In fact, there are even underground autograph signings and performances by musicians that share with us, their particular brand of freedom and leave us crying internally for more.

But my personal favourite by far, are the rows and rows of new and second hand records that are laid out near the front of the store. Many of them are extremely hard to find and indescribably endearing in the thought that they must have been loved by at least one other person feeling the exact same pride and admiration thirty years prior. There are not many places I’ve been to that are like this.

People can think whatever they want about Utopia Records, but it has no bearing on the music. The music is something else and it is me coming back to myself when I am starting to feel lost and worn down and scared.
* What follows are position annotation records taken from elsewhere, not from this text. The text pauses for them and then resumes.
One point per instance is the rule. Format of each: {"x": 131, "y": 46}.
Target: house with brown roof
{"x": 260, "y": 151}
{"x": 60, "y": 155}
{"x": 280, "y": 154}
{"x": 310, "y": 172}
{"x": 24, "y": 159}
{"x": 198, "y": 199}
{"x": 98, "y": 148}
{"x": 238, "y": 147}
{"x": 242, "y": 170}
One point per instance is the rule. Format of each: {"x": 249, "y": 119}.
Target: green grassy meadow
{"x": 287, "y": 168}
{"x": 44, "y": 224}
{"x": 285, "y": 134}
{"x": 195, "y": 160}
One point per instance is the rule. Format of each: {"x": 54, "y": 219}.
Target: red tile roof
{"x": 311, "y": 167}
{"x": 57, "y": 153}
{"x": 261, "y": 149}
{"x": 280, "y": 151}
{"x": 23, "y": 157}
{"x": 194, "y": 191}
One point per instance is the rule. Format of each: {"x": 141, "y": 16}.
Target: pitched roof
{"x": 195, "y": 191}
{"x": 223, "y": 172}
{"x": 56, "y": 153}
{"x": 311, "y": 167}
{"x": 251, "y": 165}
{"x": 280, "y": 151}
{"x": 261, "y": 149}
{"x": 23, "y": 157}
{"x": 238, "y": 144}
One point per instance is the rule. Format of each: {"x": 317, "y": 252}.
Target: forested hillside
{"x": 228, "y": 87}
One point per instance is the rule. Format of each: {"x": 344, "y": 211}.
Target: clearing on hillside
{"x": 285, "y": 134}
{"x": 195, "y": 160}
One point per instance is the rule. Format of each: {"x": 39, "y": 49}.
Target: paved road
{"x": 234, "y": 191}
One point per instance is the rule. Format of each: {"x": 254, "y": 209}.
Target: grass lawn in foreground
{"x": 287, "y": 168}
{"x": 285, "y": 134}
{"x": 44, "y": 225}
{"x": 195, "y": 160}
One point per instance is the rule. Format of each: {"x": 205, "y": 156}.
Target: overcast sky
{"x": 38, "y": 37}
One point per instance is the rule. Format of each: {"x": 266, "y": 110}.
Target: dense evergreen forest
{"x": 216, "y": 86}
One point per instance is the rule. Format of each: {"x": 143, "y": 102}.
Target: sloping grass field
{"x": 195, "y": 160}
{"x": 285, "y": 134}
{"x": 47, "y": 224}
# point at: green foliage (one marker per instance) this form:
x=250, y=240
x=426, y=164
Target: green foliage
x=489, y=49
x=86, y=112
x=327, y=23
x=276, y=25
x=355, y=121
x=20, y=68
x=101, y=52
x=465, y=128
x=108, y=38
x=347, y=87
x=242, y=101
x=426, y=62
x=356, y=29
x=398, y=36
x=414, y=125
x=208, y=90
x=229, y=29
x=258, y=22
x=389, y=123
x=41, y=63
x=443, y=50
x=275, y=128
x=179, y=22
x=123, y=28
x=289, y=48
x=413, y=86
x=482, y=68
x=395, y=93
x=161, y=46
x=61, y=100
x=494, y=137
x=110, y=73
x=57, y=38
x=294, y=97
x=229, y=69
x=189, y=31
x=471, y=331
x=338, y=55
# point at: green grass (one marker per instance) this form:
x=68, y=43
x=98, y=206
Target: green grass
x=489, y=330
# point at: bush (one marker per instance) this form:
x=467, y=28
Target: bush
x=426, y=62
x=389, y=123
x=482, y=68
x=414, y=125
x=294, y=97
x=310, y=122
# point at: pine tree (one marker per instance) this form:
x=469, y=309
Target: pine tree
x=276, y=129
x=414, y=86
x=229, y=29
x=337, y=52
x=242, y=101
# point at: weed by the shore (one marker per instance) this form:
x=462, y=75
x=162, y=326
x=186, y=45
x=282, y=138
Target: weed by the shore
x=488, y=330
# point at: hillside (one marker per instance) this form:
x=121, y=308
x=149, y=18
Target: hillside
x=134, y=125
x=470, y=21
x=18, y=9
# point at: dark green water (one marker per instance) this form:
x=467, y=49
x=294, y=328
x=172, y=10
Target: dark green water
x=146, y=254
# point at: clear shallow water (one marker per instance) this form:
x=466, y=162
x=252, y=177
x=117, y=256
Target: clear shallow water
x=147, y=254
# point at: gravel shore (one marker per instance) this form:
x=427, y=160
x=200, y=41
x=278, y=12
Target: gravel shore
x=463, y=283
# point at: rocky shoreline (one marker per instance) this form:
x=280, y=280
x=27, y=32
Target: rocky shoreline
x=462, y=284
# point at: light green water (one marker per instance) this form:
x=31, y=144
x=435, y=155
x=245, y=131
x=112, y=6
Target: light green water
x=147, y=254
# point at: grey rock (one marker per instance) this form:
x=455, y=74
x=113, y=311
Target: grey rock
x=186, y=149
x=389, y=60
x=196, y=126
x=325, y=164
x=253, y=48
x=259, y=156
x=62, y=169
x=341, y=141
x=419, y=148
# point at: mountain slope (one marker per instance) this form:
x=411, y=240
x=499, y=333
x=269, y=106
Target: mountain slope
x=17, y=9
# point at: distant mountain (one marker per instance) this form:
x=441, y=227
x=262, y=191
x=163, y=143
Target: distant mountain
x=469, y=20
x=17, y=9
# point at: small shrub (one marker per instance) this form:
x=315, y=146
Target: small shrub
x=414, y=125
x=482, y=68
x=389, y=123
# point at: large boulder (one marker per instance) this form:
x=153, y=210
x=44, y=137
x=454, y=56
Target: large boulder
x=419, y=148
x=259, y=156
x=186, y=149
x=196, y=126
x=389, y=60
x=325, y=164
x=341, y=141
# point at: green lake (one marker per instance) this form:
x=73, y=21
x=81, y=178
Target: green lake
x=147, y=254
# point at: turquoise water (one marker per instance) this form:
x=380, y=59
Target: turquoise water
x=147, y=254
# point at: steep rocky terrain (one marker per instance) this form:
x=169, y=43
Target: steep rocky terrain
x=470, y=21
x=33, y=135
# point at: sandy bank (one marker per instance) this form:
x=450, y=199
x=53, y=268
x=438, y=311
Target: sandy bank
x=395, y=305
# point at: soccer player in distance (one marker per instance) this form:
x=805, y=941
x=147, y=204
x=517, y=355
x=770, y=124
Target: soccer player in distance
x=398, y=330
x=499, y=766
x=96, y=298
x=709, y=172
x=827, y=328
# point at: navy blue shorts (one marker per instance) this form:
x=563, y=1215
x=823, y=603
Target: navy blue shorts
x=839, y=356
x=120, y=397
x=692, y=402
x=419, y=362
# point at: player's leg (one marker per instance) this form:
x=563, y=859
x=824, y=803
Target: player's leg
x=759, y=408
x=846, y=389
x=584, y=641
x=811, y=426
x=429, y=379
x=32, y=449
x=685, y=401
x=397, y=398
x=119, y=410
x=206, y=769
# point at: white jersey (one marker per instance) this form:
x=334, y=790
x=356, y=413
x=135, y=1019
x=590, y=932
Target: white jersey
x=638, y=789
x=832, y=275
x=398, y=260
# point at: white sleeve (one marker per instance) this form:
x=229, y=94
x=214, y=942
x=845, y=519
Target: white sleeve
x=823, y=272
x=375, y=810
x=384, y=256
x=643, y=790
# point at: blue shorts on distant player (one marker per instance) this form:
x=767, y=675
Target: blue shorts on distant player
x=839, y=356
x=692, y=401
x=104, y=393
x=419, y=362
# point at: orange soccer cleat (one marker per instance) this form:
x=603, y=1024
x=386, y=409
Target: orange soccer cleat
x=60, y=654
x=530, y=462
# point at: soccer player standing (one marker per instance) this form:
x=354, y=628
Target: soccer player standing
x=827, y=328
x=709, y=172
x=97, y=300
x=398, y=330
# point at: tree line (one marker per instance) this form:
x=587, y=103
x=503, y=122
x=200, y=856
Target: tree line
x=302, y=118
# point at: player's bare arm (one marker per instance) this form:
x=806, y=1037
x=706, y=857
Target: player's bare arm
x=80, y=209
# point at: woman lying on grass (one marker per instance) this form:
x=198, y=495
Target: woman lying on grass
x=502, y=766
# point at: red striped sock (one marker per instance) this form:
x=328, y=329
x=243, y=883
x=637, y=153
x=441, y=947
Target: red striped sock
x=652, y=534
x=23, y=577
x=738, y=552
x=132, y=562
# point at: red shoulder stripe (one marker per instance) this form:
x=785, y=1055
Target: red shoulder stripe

I can spend one hundred and sixty dollars on vinyl records in one week and know that the money doesn’t matter. It’s what those vinyl records will make me feel. Perhaps Bob Dylan summed that one feeling up the most accurately when he wrote;

“Take me on a trip upon your magic swirling ship, my senses have been stripped, my hands can't feel to grip, my toes too numb to step, wait only for my boot heels to be wandering.
I'm ready to go anywhere, I'm ready for to fade into my own parade, cast your dancing spell my way,
I promise to go under it.”

For those of us who live in Sydney that ache for some semblance of free, its places like Utopia Records that actually provide it.